Pension experts have made calls to drive up admin standards after it emerged that around £670 million in state pensions was underpaid in the financial year ending in 2023.

This was an increase from £540 million in 2022, according to government figures.

Last year’s underpayments total was more than six times the £100 million that was overpaid in state pensions in the financial year ending 2023.

Overpayments were down from £130 million the previous year.

The Department for Work and Pensions (DWP) document said that official error was the main cause of state pension underpayments, accounting for £580 million in the financial year ending in 2023. Underpayments due to claimant error accounted for £90 million.

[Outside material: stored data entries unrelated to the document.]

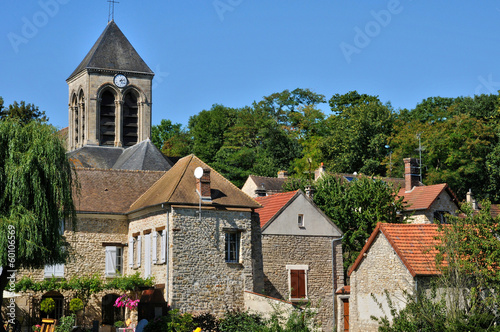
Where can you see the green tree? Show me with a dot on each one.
(207, 129)
(23, 112)
(465, 296)
(359, 129)
(36, 181)
(356, 207)
(454, 151)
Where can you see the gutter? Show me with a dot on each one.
(334, 279)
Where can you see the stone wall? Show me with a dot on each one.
(379, 271)
(313, 251)
(199, 278)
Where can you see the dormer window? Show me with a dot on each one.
(300, 221)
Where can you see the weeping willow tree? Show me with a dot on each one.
(36, 181)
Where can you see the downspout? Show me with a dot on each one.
(334, 283)
(167, 237)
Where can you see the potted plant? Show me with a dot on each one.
(48, 305)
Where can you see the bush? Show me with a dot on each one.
(48, 305)
(174, 321)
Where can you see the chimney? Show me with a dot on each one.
(412, 176)
(470, 200)
(203, 185)
(260, 191)
(319, 172)
(282, 175)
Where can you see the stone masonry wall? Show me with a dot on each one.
(316, 252)
(199, 278)
(379, 271)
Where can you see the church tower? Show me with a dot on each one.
(110, 95)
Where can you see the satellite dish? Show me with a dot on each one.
(198, 172)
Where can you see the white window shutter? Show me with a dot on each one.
(139, 240)
(131, 252)
(147, 255)
(155, 246)
(59, 270)
(163, 245)
(110, 261)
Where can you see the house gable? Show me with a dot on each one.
(315, 222)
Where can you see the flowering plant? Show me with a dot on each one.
(126, 301)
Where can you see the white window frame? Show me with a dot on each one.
(113, 261)
(147, 255)
(305, 268)
(228, 244)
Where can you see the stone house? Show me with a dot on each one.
(139, 211)
(301, 253)
(396, 258)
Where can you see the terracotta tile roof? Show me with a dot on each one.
(273, 204)
(178, 186)
(414, 244)
(344, 290)
(111, 191)
(270, 184)
(422, 197)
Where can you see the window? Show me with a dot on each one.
(440, 217)
(114, 261)
(297, 281)
(56, 270)
(300, 221)
(232, 250)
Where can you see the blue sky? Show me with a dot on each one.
(234, 52)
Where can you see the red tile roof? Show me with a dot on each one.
(414, 244)
(272, 204)
(422, 197)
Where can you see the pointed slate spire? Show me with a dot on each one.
(113, 51)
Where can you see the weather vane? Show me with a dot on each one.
(111, 13)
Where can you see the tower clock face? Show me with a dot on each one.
(120, 80)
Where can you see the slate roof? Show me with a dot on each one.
(113, 51)
(272, 185)
(413, 243)
(178, 186)
(111, 191)
(422, 197)
(273, 204)
(141, 156)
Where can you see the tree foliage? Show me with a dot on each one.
(356, 207)
(22, 112)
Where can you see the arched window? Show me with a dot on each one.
(107, 119)
(130, 117)
(74, 104)
(82, 111)
(110, 313)
(59, 308)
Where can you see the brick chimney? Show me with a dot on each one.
(412, 174)
(203, 185)
(319, 172)
(282, 175)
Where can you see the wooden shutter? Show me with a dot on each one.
(139, 251)
(163, 246)
(110, 261)
(147, 255)
(298, 284)
(154, 246)
(131, 252)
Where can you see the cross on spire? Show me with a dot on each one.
(111, 13)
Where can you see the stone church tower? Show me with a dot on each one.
(110, 95)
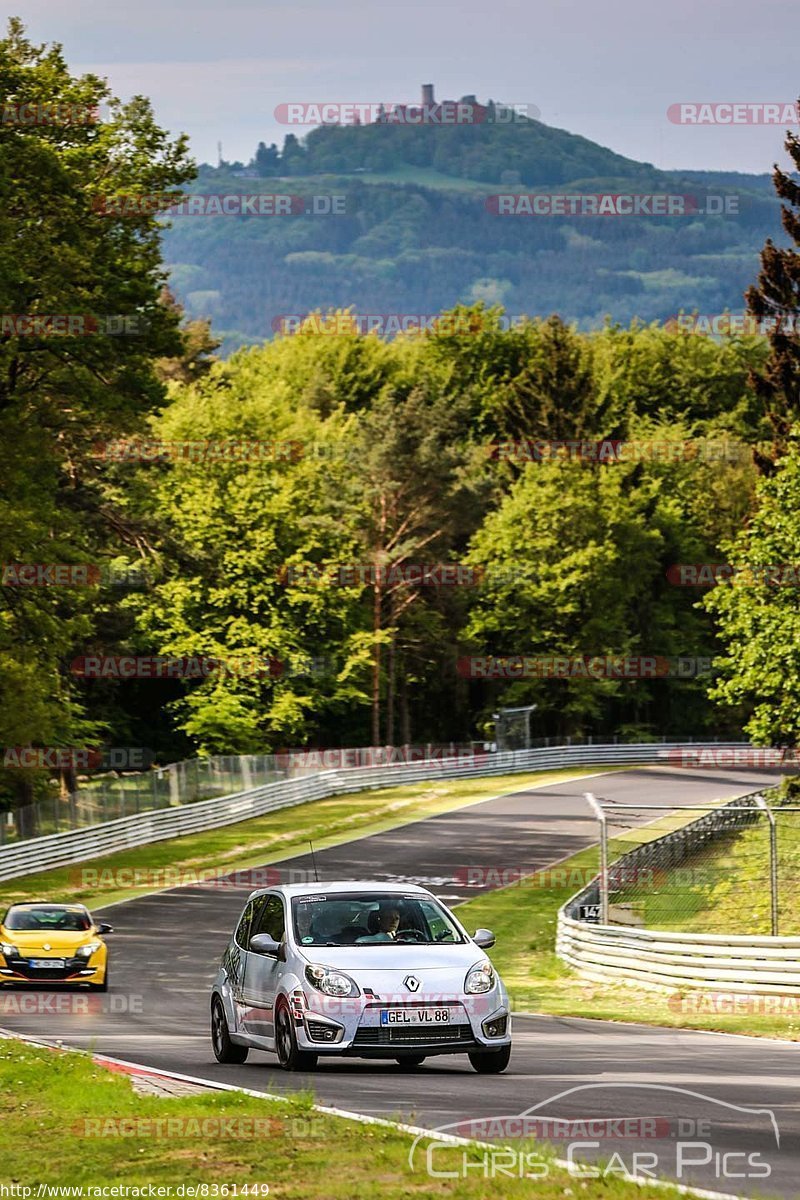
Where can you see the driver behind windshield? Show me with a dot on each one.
(385, 923)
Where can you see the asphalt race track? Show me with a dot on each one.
(166, 947)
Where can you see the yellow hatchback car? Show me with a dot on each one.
(53, 943)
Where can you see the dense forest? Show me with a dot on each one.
(356, 540)
(415, 229)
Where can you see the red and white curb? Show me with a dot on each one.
(139, 1071)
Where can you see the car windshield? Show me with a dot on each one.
(68, 921)
(374, 918)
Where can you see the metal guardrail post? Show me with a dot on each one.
(596, 808)
(774, 891)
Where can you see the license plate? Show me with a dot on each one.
(415, 1017)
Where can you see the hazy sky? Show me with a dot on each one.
(607, 70)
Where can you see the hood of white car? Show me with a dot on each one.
(384, 957)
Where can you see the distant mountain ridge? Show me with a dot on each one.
(417, 233)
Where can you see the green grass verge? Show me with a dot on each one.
(524, 918)
(264, 840)
(61, 1117)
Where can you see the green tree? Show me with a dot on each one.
(61, 393)
(758, 612)
(775, 301)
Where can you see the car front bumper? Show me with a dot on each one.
(74, 970)
(361, 1033)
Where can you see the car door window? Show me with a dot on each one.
(271, 919)
(248, 922)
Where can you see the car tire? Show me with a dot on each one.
(290, 1056)
(100, 987)
(224, 1050)
(491, 1062)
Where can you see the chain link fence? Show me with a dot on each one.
(733, 869)
(109, 797)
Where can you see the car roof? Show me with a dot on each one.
(326, 888)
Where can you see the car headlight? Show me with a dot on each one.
(85, 952)
(479, 978)
(332, 983)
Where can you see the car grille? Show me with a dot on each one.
(419, 1035)
(22, 966)
(320, 1032)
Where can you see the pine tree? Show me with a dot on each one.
(775, 303)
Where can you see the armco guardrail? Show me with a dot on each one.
(79, 845)
(669, 961)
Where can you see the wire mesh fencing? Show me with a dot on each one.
(728, 868)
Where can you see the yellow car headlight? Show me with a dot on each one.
(85, 952)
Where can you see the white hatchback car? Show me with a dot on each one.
(365, 970)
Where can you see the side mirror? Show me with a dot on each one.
(265, 945)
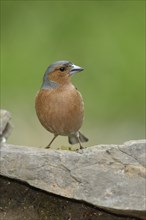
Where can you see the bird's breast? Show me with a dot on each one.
(60, 110)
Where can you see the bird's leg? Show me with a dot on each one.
(81, 147)
(55, 136)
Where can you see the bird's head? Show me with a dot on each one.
(59, 73)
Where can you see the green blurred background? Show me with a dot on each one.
(105, 37)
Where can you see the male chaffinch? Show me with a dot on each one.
(59, 105)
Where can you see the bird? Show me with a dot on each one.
(59, 105)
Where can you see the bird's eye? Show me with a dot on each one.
(62, 69)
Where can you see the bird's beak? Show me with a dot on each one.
(75, 69)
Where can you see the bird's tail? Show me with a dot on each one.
(75, 138)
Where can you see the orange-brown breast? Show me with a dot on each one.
(60, 110)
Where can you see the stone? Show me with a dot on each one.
(111, 177)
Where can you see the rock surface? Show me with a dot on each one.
(112, 177)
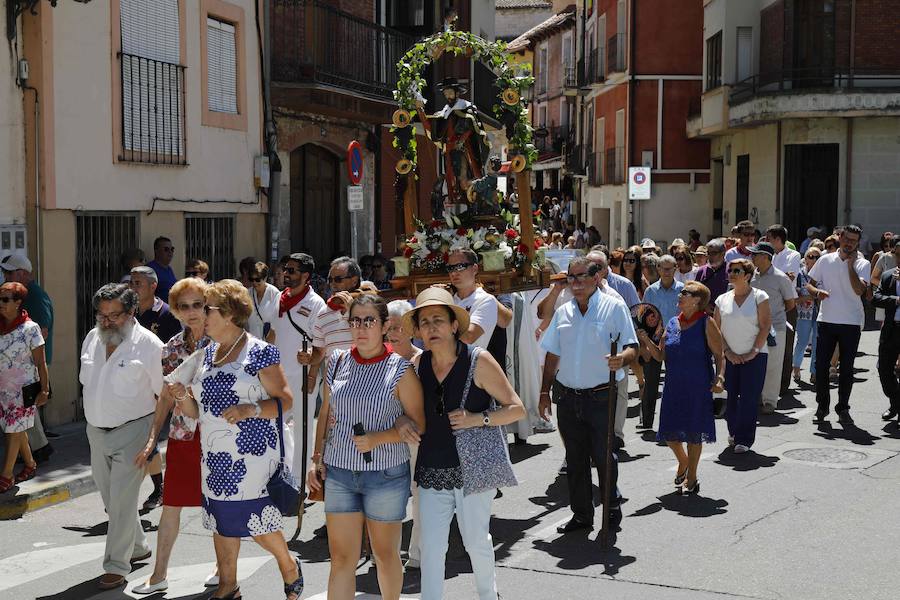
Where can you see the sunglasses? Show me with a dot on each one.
(458, 267)
(367, 322)
(439, 407)
(193, 306)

Urgent action is needed to drive up standards of administration so that pensioners can have confidence that the pension they are being paid is correct
— Sir Steve Webb, LCP

Failure by the department to take action on changes to marital status or at age-related trigger points remained the main source of official error underpayments, the document said.

Issues included the incorrect recording of national insurance contributions and pensions not being uplifted for people who had been widowed and were entitled to amounts inherited from a partner.

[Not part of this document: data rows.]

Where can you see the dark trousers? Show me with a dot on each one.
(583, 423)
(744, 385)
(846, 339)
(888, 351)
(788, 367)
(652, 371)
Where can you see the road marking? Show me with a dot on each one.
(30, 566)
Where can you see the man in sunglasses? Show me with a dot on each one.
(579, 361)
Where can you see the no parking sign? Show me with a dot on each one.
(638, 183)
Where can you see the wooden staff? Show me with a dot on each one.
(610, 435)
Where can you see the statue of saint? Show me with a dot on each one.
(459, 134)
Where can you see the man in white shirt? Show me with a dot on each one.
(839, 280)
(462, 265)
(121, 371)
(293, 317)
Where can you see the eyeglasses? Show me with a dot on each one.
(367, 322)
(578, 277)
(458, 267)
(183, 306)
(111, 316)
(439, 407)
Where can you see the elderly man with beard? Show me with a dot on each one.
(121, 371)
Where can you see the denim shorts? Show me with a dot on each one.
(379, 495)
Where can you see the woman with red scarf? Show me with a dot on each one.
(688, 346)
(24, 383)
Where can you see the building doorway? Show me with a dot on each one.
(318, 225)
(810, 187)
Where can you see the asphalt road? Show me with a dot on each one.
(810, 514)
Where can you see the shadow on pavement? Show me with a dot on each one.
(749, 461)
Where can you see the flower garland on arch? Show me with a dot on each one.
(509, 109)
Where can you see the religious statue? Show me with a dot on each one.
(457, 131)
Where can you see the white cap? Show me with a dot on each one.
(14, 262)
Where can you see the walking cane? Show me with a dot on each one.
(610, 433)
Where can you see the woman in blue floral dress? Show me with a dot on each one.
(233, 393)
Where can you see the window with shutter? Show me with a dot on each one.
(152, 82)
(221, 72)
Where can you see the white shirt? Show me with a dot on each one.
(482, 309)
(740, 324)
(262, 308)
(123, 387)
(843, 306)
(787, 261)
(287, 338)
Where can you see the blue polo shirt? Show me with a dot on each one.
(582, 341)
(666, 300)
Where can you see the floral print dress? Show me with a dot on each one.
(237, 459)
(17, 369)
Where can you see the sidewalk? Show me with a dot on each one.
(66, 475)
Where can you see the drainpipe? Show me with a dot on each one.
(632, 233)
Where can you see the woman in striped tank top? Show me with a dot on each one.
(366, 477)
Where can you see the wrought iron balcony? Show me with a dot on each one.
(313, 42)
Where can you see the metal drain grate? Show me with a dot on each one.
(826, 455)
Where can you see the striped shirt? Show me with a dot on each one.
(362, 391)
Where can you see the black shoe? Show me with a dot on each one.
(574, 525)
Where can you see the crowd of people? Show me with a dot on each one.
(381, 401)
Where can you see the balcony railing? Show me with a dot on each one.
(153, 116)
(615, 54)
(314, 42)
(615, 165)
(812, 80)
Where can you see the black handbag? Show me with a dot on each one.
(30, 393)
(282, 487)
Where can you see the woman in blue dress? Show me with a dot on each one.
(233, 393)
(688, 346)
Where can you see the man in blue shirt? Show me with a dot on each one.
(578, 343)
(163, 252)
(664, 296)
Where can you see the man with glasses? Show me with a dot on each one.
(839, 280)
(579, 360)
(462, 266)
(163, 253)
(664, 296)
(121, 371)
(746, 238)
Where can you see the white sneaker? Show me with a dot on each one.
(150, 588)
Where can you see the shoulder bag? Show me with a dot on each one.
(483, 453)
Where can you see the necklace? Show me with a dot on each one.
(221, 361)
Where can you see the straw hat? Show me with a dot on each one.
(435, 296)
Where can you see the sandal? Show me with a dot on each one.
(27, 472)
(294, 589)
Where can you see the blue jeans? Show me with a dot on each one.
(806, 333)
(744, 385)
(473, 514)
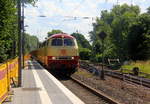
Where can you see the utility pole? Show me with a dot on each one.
(19, 44)
(23, 35)
(102, 35)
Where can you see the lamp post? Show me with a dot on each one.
(102, 35)
(19, 44)
(23, 35)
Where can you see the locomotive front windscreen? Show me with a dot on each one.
(62, 42)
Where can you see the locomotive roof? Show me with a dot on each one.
(60, 35)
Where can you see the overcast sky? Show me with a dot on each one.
(59, 12)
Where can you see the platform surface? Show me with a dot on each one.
(40, 87)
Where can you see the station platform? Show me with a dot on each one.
(40, 87)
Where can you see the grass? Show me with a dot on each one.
(144, 67)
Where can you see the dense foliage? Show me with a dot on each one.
(82, 42)
(31, 43)
(84, 46)
(128, 33)
(53, 32)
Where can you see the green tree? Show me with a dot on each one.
(81, 40)
(31, 43)
(54, 32)
(116, 24)
(139, 38)
(148, 10)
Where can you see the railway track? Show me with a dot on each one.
(86, 93)
(96, 92)
(125, 77)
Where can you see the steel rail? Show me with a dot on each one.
(126, 77)
(96, 92)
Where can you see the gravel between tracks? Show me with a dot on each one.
(82, 93)
(124, 92)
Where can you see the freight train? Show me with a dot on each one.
(59, 53)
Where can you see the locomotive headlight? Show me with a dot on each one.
(53, 58)
(72, 58)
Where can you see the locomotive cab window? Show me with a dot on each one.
(57, 42)
(68, 42)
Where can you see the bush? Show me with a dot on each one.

The proportion of claims that were underpaid remained at six in 100 in both the financial years ending in 2023 and 2022.

This proportion relates to the DWP’s caseload, including historic errors.

The share of claims that were overpaid stayed at two in 100 claims in both the financial years ending in 2023 and 2022.

Helen Morrissey, head of retirement analysis at Hargreaves Lansdown said: “State pension underpayments hit a high with an eye-watering £670 million underpaid in the financial year end of 2023.

“This perhaps comes as no surprise given the huge exercise the DWP is undergoing to correct historical errors that meant many people, did not receive uplifts to which they were entitled.”

Where errors do occur, we are committed to fixing them as quickly as possible
— DWP spokesperson

Sir Steve Webb, a former pensions minister who is now a partner at consultants LCP (Lane Clark & Peacock) said: “Urgent action is needed to drive up standards of administration so that pensioners can have confidence that the pension they are being paid is correct.”

Spending on state pensions increased from £104.5 billion in the financial year ending 2022 to £109.7 billion in the financial year ending 2023.

The state pension is the benefit with the highest expenditure and accounts for nearly half of total benefit spending, the DWP document said.

A DWP spokesman said: “Our priority is ensuring pensioners receive the financial support to which they are entitled, and state pension underpayment rates due to official error remain low at 0.5% of expenditure.

“Where errors do occur, we are committed to fixing them as quickly as possible.”

The Government is taking action to correct historical underpayments made by successive governments.

It has said it reviewed an average of more than 15,000 cases per month between November 2022 and February 2023.